Wilmar International Limited, WIL@NUS Corporate Lab, Center for Translational Medicine, 14 Medical Drive, Singapore, Singapore.
Yihai Kerry Arawana Oils, Grains & Food Co., Ltd, Arawana Building, No. 1379 Bocheng Road, Pudong New District, Shanghai, China.
Nat Commun. 2020 Oct 23;11(1):5353. doi: 10.1038/s41467-020-19137-6.

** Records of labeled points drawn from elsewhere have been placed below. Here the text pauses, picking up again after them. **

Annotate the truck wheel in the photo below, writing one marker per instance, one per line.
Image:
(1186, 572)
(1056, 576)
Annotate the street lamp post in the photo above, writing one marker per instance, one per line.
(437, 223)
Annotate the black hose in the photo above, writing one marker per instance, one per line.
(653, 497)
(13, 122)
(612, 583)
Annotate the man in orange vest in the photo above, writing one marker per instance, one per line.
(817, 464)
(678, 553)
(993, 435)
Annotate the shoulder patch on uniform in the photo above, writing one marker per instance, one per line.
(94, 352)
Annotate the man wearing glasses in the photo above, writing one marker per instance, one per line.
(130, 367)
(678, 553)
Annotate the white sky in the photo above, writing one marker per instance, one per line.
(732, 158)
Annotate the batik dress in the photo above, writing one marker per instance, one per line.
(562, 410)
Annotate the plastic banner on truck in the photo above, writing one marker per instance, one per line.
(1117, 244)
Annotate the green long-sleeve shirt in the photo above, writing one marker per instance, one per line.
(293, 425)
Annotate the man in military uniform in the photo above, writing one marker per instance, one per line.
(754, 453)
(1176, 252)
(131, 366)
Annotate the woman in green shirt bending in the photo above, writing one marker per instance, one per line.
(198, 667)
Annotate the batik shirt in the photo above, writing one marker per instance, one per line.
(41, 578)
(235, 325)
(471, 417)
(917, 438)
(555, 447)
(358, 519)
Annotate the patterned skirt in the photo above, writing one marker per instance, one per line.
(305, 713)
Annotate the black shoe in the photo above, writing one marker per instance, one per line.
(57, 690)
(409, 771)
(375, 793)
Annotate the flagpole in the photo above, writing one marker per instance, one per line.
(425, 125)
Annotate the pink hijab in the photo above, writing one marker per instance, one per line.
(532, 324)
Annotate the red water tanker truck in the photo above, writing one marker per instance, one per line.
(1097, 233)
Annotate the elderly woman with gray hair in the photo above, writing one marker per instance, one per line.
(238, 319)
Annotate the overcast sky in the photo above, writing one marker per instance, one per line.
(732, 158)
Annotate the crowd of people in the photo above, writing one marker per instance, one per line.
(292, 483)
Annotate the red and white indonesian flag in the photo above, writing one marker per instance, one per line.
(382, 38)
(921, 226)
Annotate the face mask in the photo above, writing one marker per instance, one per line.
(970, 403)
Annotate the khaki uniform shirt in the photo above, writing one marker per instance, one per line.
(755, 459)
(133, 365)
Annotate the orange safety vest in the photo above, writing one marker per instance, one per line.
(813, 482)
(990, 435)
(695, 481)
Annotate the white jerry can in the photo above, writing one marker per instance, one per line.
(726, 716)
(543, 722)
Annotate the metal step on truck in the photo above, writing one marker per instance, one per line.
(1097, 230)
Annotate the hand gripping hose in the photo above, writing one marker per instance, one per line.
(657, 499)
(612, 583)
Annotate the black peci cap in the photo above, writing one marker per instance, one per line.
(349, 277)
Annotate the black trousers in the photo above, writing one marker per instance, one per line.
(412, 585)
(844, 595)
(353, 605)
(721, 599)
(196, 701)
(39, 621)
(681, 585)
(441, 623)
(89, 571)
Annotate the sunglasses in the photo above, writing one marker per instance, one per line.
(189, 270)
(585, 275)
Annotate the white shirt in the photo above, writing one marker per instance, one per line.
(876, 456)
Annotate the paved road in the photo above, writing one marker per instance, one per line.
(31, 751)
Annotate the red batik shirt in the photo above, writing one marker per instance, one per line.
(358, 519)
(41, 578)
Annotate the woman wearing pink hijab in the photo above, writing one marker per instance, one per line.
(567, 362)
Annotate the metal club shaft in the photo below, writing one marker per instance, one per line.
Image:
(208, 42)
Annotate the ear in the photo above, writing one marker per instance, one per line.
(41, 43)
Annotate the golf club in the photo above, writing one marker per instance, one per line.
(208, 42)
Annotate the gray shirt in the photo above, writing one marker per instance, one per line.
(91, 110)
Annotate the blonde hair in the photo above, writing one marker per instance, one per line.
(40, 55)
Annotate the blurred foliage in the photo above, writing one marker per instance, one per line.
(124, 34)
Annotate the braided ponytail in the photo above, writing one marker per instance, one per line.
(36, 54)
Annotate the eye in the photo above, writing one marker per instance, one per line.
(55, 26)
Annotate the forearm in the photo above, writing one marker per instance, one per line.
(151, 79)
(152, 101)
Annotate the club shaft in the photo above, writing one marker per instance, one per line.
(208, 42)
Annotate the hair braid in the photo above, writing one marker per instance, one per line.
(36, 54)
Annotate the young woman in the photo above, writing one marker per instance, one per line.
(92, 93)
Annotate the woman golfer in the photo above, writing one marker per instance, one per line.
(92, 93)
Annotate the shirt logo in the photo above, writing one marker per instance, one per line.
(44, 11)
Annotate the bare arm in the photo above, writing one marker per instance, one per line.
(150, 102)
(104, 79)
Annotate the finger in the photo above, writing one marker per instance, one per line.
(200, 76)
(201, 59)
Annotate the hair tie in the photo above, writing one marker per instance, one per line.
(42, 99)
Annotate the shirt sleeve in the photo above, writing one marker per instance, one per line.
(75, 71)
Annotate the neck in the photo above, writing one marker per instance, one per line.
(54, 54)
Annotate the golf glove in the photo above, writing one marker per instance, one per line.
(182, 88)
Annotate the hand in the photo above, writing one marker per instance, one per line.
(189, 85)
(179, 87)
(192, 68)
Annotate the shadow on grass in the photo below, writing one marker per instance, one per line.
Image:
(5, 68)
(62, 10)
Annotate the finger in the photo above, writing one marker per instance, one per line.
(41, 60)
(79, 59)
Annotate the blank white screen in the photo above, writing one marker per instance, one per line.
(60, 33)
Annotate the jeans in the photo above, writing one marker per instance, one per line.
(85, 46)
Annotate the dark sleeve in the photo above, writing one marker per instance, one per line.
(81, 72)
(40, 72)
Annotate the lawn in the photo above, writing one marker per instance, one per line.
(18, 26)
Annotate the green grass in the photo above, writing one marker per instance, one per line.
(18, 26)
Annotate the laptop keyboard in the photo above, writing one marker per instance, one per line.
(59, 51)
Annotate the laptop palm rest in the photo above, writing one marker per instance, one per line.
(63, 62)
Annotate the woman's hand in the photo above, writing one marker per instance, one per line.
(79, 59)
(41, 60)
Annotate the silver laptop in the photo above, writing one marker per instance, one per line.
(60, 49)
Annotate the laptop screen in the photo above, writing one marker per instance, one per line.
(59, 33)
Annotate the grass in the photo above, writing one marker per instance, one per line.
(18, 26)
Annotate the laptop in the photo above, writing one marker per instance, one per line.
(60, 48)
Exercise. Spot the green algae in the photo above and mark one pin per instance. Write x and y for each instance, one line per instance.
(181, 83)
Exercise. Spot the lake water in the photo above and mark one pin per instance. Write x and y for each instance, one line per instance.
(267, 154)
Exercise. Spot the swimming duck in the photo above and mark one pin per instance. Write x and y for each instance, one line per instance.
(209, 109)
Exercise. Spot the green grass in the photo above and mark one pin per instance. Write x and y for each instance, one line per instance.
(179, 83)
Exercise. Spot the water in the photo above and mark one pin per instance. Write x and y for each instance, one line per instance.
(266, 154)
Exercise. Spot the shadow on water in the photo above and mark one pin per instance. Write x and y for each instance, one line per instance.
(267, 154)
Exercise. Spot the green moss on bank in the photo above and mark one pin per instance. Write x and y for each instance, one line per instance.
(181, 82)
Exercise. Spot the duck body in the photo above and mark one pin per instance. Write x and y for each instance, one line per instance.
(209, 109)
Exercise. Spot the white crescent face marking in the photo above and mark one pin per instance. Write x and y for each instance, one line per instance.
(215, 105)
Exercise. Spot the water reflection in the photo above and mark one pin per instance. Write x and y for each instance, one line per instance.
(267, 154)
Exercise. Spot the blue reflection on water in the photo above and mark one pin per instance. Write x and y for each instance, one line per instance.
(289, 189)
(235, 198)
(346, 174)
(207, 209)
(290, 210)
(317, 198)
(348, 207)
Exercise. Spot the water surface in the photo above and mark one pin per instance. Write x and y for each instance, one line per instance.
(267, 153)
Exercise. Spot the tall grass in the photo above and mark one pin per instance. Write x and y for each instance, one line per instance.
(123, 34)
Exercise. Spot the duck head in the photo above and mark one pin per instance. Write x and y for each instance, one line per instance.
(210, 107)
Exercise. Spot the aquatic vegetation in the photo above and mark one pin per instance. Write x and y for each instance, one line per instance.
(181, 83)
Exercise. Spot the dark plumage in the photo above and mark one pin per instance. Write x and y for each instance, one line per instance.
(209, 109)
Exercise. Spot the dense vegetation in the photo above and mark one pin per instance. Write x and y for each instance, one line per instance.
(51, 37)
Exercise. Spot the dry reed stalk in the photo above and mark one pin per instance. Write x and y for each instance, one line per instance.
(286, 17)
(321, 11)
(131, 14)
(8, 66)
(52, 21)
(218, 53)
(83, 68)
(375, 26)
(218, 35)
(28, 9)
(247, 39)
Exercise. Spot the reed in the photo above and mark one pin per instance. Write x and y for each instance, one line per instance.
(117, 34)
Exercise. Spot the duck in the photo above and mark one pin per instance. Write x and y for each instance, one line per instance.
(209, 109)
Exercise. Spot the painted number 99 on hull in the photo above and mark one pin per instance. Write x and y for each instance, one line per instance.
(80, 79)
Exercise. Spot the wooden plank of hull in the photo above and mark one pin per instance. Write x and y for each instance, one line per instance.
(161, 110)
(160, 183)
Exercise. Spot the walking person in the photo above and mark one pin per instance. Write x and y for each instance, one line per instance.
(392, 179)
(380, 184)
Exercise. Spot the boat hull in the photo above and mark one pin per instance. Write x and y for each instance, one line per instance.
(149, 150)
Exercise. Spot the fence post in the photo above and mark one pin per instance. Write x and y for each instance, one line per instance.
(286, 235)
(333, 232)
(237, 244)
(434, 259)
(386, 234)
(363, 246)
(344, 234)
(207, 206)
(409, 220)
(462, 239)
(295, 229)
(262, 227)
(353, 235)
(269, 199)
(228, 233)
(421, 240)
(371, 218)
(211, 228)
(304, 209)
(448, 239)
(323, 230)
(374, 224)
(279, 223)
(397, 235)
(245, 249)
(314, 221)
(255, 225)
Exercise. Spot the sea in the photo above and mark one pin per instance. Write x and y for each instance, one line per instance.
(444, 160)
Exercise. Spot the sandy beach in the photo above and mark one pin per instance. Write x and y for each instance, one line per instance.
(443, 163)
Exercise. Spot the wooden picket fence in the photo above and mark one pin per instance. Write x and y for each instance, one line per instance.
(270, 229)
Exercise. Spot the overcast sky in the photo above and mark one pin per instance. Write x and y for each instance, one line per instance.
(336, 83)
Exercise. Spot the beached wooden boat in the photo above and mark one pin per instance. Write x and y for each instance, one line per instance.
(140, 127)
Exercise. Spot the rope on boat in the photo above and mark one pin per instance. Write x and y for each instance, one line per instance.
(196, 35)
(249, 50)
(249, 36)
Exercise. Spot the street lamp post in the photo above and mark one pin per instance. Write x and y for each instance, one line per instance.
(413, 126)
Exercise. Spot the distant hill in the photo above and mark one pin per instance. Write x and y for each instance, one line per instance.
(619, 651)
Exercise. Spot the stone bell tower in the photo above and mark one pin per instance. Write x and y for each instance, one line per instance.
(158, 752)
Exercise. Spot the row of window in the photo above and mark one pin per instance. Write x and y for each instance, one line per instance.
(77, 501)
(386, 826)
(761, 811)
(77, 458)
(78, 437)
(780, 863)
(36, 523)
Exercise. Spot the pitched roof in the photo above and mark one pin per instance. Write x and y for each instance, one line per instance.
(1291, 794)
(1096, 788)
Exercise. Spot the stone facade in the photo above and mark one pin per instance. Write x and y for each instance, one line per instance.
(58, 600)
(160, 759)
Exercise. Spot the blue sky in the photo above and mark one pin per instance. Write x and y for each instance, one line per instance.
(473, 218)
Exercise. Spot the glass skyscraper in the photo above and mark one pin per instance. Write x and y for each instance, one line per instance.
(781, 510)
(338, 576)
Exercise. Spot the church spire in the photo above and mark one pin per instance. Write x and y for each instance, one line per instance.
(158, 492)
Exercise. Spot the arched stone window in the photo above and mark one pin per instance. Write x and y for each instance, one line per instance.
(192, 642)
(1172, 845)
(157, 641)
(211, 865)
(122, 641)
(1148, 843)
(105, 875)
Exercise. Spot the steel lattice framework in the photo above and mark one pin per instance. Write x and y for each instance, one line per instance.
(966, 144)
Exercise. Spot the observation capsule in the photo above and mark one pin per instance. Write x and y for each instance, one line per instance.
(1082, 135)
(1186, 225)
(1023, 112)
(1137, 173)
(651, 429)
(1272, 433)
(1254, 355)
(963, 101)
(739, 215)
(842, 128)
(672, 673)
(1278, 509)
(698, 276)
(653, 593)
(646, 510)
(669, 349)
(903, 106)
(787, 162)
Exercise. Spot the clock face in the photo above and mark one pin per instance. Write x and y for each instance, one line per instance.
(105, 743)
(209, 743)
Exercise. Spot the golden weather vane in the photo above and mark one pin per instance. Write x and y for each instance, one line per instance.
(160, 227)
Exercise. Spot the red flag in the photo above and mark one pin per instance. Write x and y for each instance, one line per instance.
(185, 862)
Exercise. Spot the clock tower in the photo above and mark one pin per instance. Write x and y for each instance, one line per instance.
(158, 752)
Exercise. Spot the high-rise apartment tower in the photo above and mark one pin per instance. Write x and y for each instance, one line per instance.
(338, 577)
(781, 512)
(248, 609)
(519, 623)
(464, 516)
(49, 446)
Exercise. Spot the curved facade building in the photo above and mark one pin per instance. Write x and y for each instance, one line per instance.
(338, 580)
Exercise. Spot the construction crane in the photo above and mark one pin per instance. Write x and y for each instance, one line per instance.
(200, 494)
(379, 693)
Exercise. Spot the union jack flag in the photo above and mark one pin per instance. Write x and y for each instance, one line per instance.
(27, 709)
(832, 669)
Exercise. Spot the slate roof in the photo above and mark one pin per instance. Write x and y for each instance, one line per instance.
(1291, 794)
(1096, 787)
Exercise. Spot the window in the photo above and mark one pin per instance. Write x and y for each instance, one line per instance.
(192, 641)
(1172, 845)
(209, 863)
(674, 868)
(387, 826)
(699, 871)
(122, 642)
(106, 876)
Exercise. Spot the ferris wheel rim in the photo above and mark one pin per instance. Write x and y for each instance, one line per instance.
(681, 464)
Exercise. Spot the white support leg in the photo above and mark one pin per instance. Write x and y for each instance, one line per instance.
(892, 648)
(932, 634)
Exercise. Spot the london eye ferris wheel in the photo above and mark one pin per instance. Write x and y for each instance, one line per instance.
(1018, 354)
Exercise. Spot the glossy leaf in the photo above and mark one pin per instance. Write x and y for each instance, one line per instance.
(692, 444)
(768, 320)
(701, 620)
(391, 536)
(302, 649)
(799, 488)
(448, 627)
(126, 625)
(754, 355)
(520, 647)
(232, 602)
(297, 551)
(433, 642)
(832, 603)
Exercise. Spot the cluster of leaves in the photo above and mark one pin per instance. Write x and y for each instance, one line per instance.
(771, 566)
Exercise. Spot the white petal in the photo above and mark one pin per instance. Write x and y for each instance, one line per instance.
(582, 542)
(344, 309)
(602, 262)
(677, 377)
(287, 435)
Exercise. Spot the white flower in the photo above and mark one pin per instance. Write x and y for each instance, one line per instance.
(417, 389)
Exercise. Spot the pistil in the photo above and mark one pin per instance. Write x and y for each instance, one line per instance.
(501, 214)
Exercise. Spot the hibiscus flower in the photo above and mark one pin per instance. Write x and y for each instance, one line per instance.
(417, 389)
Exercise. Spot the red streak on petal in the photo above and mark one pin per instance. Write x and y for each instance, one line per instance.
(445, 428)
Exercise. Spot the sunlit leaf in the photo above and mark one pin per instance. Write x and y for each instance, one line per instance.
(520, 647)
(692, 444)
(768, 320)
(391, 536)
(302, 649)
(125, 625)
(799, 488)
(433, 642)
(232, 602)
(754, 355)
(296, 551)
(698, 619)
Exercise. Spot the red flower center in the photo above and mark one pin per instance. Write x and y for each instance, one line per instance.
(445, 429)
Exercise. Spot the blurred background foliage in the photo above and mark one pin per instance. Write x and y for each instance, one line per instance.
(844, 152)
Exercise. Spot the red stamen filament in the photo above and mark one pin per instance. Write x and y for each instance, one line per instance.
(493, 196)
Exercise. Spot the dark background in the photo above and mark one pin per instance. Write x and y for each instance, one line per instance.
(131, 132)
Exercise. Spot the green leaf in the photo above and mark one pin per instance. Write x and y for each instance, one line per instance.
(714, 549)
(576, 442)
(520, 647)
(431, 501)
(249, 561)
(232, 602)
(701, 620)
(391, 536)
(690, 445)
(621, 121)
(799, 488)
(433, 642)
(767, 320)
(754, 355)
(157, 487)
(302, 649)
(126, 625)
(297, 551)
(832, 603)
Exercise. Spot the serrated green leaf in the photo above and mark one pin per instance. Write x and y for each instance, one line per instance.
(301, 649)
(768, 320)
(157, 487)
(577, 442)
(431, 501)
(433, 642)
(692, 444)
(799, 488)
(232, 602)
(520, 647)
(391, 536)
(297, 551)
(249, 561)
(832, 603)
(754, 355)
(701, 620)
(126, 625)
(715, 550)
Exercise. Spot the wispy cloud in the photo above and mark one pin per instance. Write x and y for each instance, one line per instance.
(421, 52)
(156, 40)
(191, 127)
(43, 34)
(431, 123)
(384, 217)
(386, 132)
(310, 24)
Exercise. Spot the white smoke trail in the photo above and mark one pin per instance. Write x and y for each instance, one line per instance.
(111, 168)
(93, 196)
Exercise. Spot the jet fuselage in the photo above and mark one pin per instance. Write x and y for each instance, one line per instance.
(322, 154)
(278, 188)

Previous studies have shown that each edible oil type has its own characteristic fatty acid profile; however, no method has yet been described allowing the identification of oil types simply based on this characteristic. Moreover, the fatty acid profile of a specific oil type can be mimicked by a mixture of 2 or more oil types. This has led to fraudulent oil adulteration and intentional mislabeling of edible oils threatening food safety and endangering public health. Here, we present a machine learning method to uncover fatty acid patterns discriminative for ten different plant oil types and their intra-variability. We also describe a supervised end-to-end learning method that can be generalized to oil composition of any given mixtures. Trained on a large number of simulated oil mixtures, independent test dataset validation demonstrates that the model has a 50 percentile absolute error between 1.4-1.8% and a 90 percentile error of 4-5.4% for any 3-way mixtures of the ten oil types. The deep learning model can also be further refined with on-line training. Because oil-producing plants have diverse geographical origins and hence slightly varying fatty acid profiles, an online-training method provides also a way to capture useful knowledge presently unavailable. Our method allows the ability to control product quality, determining the fair price of purchased oils and in-turn allowing health-conscious consumers the future of accurate labeling.
先前的研究表明,每种食用油都有其独特的脂肪酸组成;然而,目前还没有一种方法可以仅根据这一特征来识别油的类型。此外,特定油类的脂肪酸组成可以通过两种或更多种油的混合物来模拟。这导致了食用油的欺诈性掺假和故意标签错误,威胁到食品安全,危及公众健康。在这里,我们提出了一种机器学习方法,可以揭示十种不同植物油及其变异性的脂肪酸模式。我们还描述了一种监督端到端的学习方法,该方法可以推广到任何给定混合物的油组成。在大量模拟油混合物上进行训练,独立测试数据集的验证表明,该模型对于十种油的任意三种混合物的 50%百分位绝对误差在 1.4-1.8%之间,90%百分位误差在 4-5.4%之间。该深度学习模型还可以通过在线训练进一步优化。由于产油植物的地理起源不同,因此脂肪酸的组成也略有不同,在线训练方法还提供了一种获取当前无法获取的有用知识的途径。我们的方法允许控制产品质量,确定购买油的公平价格,从而使有健康意识的消费者能够实现准确的标签。